Or systemd timer: mobygate init generates these by default. To do it by hand, create ~/.config/systemd/user/mobygate-auth.{service,timer} — service runs /usr/bin/node /path/to/mobygate/scripts/auth-refresh.js, timer has OnUnitActiveSec=4h and OnBootSec=1min. Then systemctl --user enable --now mobygate-auth.timer.

Windows (Task Scheduler):

$A = New-ScheduledTaskAction -Execute "node.exe" `
  -Argument "scripts\auth-refresh.js" `
  -WorkingDirectory "C:\path\to\mobygate"
$T = New-ScheduledTaskTrigger -Once -At (Get-Date) `
  -RepetitionInterval (New-TimeSpan -Hours 4)
Register-ScheduledTask -TaskName "mobygate-auth-refresh" -Action $A -Trigger $T

Multimodal

OpenAI image_url content parts are translated to Anthropic image content blocks. Both base64 data URLs and remote https: URLs work:

{
  "role": "user",
  "content": [
    { "type": "text", "text": "What's in this image?" },
    { "type": "image_url", "image_url": { "url": "data:image/png;base64,iVBORw0KGgo..." } }
  ]
}

When images are present in the request, the proxy switches from a plain-string prompt to an async-iterable SDKUserMessage with mixed-content blocks. Nothing else in the OpenAI shape changes.
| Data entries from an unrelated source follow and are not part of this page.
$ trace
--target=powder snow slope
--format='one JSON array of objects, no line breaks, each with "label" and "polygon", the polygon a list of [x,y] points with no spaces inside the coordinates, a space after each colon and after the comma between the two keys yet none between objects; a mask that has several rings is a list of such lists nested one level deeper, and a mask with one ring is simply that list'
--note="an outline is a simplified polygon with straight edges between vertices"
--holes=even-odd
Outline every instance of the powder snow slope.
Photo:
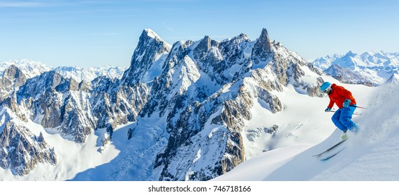
[{"label": "powder snow slope", "polygon": [[310,148],[297,144],[263,153],[214,180],[399,180],[399,85],[371,94],[368,109],[354,118],[361,131],[349,133],[346,148],[333,158],[312,155],[338,142],[338,130]]}]

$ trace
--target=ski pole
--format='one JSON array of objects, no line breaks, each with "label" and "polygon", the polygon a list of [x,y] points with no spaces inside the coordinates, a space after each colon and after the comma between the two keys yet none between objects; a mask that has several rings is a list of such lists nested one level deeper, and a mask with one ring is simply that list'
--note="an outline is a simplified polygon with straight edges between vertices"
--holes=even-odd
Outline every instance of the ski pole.
[{"label": "ski pole", "polygon": [[358,106],[355,106],[355,105],[349,105],[349,107],[356,107],[356,108],[359,108],[359,109],[367,109],[367,108],[365,108],[365,107],[358,107]]},{"label": "ski pole", "polygon": [[[335,111],[332,111],[332,110],[331,110],[331,111],[331,111],[331,112],[335,112]],[[357,114],[357,113],[354,113],[353,114],[354,114],[354,115],[361,115],[361,114]]]}]

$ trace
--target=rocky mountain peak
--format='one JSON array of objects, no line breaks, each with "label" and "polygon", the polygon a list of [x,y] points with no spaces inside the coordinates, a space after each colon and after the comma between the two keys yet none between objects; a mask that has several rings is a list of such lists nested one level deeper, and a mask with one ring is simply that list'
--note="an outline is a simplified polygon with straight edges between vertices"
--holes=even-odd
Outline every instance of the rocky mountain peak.
[{"label": "rocky mountain peak", "polygon": [[261,61],[266,61],[270,56],[273,51],[272,44],[268,30],[262,29],[261,36],[255,42],[252,49],[252,60],[257,64]]},{"label": "rocky mountain peak", "polygon": [[[138,44],[131,57],[129,68],[124,72],[122,78],[122,84],[132,85],[140,81],[146,76],[149,70],[154,70],[151,79],[154,79],[160,73],[159,72],[162,65],[162,61],[171,51],[171,46],[163,40],[157,33],[150,29],[143,31]],[[164,56],[164,57],[163,57]],[[159,63],[156,61],[159,60]]]}]

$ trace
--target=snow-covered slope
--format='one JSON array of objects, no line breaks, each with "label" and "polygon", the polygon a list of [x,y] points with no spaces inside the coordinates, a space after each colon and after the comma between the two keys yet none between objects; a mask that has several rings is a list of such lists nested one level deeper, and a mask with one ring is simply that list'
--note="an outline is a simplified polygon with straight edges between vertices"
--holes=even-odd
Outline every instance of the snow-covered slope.
[{"label": "snow-covered slope", "polygon": [[340,132],[331,129],[331,135],[319,144],[304,143],[263,153],[214,180],[398,180],[399,85],[349,88],[355,97],[370,95],[370,103],[365,104],[368,109],[355,111],[362,113],[354,118],[361,131],[349,134],[346,148],[338,155],[326,162],[312,157],[338,141]]},{"label": "snow-covered slope", "polygon": [[55,70],[66,78],[72,78],[80,82],[89,82],[96,77],[106,76],[108,78],[120,78],[127,67],[115,67],[105,65],[103,67],[76,68],[71,66],[51,67],[42,62],[32,61],[27,59],[11,60],[0,64],[0,77],[4,70],[11,65],[18,68],[27,78],[33,78],[45,72]]}]

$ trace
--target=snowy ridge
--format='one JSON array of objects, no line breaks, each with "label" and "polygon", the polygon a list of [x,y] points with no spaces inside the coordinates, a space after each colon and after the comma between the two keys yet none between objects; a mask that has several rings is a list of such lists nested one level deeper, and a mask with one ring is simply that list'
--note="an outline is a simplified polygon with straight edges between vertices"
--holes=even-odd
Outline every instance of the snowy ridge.
[{"label": "snowy ridge", "polygon": [[397,84],[374,90],[368,109],[354,118],[361,131],[349,133],[346,148],[327,162],[312,155],[338,142],[338,130],[314,146],[296,144],[264,153],[215,180],[398,180],[398,90]]},{"label": "snowy ridge", "polygon": [[352,91],[359,105],[375,90],[322,74],[265,29],[253,41],[205,36],[172,46],[145,29],[120,79],[78,82],[52,70],[0,102],[57,157],[22,176],[0,170],[1,179],[211,180],[263,153],[302,146],[299,153],[329,136],[324,81]]},{"label": "snowy ridge", "polygon": [[64,77],[72,78],[78,82],[81,81],[89,82],[96,77],[101,76],[106,76],[111,79],[120,78],[124,71],[127,68],[109,65],[85,68],[71,66],[50,67],[41,62],[27,59],[11,60],[0,64],[0,76],[2,76],[4,70],[12,65],[18,68],[27,78],[33,78],[45,72],[55,70]]},{"label": "snowy ridge", "polygon": [[[361,77],[357,77],[357,79],[364,82],[371,81],[372,84],[377,85],[384,83],[392,75],[398,74],[399,53],[372,51],[357,54],[349,51],[345,55],[335,54],[318,58],[312,63],[321,70],[338,65],[353,72],[348,75],[360,75]],[[349,77],[346,75],[342,76]]]}]

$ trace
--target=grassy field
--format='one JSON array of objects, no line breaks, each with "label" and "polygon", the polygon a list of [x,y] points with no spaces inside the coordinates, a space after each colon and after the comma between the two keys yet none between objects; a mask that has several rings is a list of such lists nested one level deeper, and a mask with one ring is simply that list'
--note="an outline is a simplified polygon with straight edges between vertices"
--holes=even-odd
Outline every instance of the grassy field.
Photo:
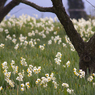
[{"label": "grassy field", "polygon": [[[95,20],[72,20],[85,41]],[[62,25],[52,18],[14,16],[0,24],[0,95],[95,95]]]}]

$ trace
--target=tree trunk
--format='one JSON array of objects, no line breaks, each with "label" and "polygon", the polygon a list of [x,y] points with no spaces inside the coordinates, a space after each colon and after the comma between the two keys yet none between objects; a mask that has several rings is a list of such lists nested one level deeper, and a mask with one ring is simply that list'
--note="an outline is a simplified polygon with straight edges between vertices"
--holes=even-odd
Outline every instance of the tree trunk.
[{"label": "tree trunk", "polygon": [[[0,0],[1,1],[1,0]],[[5,5],[6,0],[1,1],[0,3],[0,22],[3,20],[3,18],[20,2],[16,0],[12,0],[9,4]]]},{"label": "tree trunk", "polygon": [[55,9],[55,13],[61,24],[64,26],[66,34],[70,38],[79,55],[79,68],[88,73],[95,72],[95,35],[84,42],[80,35],[75,30],[72,21],[65,12],[62,5],[62,0],[51,0]]},{"label": "tree trunk", "polygon": [[68,0],[68,6],[70,18],[75,18],[77,20],[80,18],[88,19],[82,0]]}]

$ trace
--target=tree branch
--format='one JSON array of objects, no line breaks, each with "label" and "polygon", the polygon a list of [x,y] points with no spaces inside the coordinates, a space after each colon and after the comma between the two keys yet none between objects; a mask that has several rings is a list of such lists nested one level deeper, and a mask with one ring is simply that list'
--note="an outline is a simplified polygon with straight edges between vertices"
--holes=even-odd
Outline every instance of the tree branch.
[{"label": "tree branch", "polygon": [[80,56],[84,50],[85,43],[83,39],[81,38],[79,33],[75,30],[72,21],[70,20],[69,16],[65,11],[65,8],[63,7],[62,0],[51,0],[51,1],[53,3],[55,14],[57,15],[61,24],[64,26],[66,34],[70,38],[72,44],[74,45],[76,51]]},{"label": "tree branch", "polygon": [[11,9],[13,9],[15,6],[17,6],[20,2],[16,0],[12,0],[10,3],[8,3],[5,7],[2,8],[0,11],[0,22],[3,20],[3,18],[9,13]]},{"label": "tree branch", "polygon": [[38,11],[41,11],[41,12],[54,12],[53,7],[41,7],[41,6],[36,5],[35,3],[27,1],[27,0],[19,0],[19,1],[21,3],[24,3],[26,5],[29,5],[29,6],[31,6],[33,8],[35,8]]}]

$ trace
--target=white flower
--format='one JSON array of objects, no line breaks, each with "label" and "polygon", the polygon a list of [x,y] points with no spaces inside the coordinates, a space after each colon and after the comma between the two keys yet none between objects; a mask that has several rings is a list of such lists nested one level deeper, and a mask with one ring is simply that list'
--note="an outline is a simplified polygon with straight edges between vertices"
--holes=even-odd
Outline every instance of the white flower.
[{"label": "white flower", "polygon": [[3,32],[3,28],[0,28],[0,32]]},{"label": "white flower", "polygon": [[0,44],[0,47],[4,48],[4,46],[5,46],[5,45],[4,45],[3,43]]},{"label": "white flower", "polygon": [[0,87],[0,91],[1,91],[2,89],[3,89],[3,87],[1,86],[1,87]]},{"label": "white flower", "polygon": [[67,83],[62,83],[62,86],[69,87],[69,85]]},{"label": "white flower", "polygon": [[67,92],[68,92],[69,94],[72,94],[72,93],[74,92],[74,90],[67,88]]},{"label": "white flower", "polygon": [[70,66],[70,61],[67,61],[66,66],[67,66],[67,67]]},{"label": "white flower", "polygon": [[92,82],[92,80],[93,80],[93,76],[89,76],[89,77],[87,78],[87,81],[89,81],[89,82]]}]

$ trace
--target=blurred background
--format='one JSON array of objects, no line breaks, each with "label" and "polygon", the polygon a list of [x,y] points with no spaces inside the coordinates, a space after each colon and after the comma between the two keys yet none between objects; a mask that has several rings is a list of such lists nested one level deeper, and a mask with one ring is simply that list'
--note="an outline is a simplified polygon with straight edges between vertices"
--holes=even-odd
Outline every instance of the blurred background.
[{"label": "blurred background", "polygon": [[[8,0],[7,3],[10,2],[10,1],[11,0]],[[51,0],[29,0],[29,1],[34,2],[34,3],[36,3],[40,6],[44,6],[44,7],[52,6]],[[82,11],[82,7],[81,7],[80,10],[78,8],[76,8],[76,10],[75,9],[72,10],[72,8],[70,7],[70,4],[71,4],[70,2],[73,2],[73,1],[74,0],[63,0],[63,5],[64,5],[68,15],[70,15],[70,12]],[[86,14],[90,15],[90,16],[95,16],[95,8],[91,5],[91,4],[95,5],[95,0],[88,0],[91,4],[89,4],[87,2],[87,0],[75,0],[75,1],[79,1],[79,3],[80,3],[80,1],[82,1],[82,3],[84,4],[83,9],[85,10]],[[76,3],[73,3],[73,4],[78,5]],[[34,8],[28,6],[28,5],[22,4],[22,3],[18,6],[16,6],[14,9],[12,9],[10,11],[10,14],[15,15],[16,17],[19,17],[22,14],[28,14],[30,16],[35,16],[35,14],[36,14],[36,15],[38,15],[38,18],[44,18],[44,17],[54,18],[56,16],[55,14],[49,13],[49,12],[39,12],[36,9],[34,9]]]}]

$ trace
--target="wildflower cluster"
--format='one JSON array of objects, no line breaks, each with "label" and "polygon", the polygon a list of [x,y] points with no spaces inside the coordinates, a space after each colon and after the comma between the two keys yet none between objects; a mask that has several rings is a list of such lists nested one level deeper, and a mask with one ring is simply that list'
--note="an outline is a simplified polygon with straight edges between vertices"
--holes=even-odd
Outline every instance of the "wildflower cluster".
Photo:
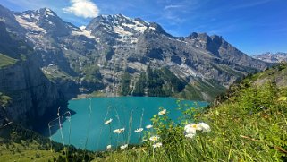
[{"label": "wildflower cluster", "polygon": [[202,131],[203,132],[208,132],[211,131],[210,126],[206,123],[199,124],[189,124],[184,126],[185,137],[192,139],[195,137],[197,131]]}]

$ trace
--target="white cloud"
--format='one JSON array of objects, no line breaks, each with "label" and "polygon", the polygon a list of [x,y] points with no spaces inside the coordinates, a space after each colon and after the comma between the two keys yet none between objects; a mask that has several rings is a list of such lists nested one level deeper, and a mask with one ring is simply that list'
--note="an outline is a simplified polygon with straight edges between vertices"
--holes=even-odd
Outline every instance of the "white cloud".
[{"label": "white cloud", "polygon": [[80,27],[79,27],[80,30],[85,30],[86,29],[86,26],[80,26]]},{"label": "white cloud", "polygon": [[164,10],[173,9],[173,8],[181,8],[183,7],[183,5],[166,5]]},{"label": "white cloud", "polygon": [[90,0],[70,0],[70,2],[72,5],[63,8],[63,12],[84,18],[97,17],[99,13],[99,9]]}]

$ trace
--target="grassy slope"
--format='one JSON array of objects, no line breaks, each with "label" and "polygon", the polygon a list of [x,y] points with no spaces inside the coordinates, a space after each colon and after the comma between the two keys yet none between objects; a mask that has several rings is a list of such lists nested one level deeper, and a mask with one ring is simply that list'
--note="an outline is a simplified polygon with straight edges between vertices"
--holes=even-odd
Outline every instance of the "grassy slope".
[{"label": "grassy slope", "polygon": [[[156,116],[156,125],[159,126],[155,125],[155,130],[163,147],[153,149],[152,143],[148,142],[139,149],[114,151],[106,160],[286,161],[287,90],[268,81],[281,78],[285,72],[287,66],[283,64],[249,77],[232,87],[226,95],[228,99],[193,116],[194,122],[208,124],[210,132],[186,139],[184,124],[161,125],[158,121],[165,119]],[[259,79],[265,82],[257,84]],[[186,113],[183,124],[190,122],[190,112]]]},{"label": "grassy slope", "polygon": [[[223,98],[227,99],[206,112],[193,108],[184,111],[181,124],[173,124],[165,115],[155,115],[154,129],[146,134],[158,134],[163,143],[161,148],[153,149],[153,143],[148,141],[139,148],[101,153],[100,158],[93,161],[287,160],[287,90],[284,86],[276,88],[274,82],[266,80],[266,77],[282,78],[285,72],[286,65],[282,65],[245,79]],[[259,80],[266,81],[258,84]],[[191,121],[205,122],[212,131],[198,132],[195,138],[187,139],[182,133],[183,126]],[[52,153],[46,148],[39,150],[38,148],[42,145],[37,142],[30,142],[34,145],[32,150],[29,147],[11,149],[12,145],[21,147],[19,142],[9,145],[11,150],[3,149],[5,146],[1,146],[1,158],[21,158],[29,161],[34,157],[34,159],[46,161],[63,152]],[[36,154],[40,154],[40,158],[37,158]],[[79,150],[74,150],[73,154],[82,156]]]},{"label": "grassy slope", "polygon": [[10,64],[14,64],[16,62],[17,62],[16,59],[13,59],[3,54],[0,54],[0,68]]}]

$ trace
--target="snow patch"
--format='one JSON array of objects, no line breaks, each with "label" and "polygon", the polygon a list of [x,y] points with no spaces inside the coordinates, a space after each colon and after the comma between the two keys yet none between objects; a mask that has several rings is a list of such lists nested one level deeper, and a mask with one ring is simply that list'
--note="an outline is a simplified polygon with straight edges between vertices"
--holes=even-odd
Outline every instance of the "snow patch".
[{"label": "snow patch", "polygon": [[28,29],[36,32],[46,33],[46,30],[38,26],[36,22],[27,21],[25,19],[22,19],[21,16],[15,15],[15,18],[16,18],[16,21],[20,23],[20,25],[21,25],[25,29]]},{"label": "snow patch", "polygon": [[86,30],[73,30],[72,31],[72,35],[73,36],[86,36],[87,38],[94,38],[97,42],[99,42],[99,38],[96,38],[95,36],[91,35],[89,31]]}]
The dashboard shows an img chip on any request that carried images.

Tool Calling

OpenAI-style function calling is supported via a prompt-embedded protocol (the Agent SDK's native MCP mechanism pollutes session state on abort and gates tools behind ToolSearch — neither works for OpenAI's "emit call, client executes, send result back" flow).

How it works:

Client sends tools: [{type: "function", function: {...}}] in the OpenAI request.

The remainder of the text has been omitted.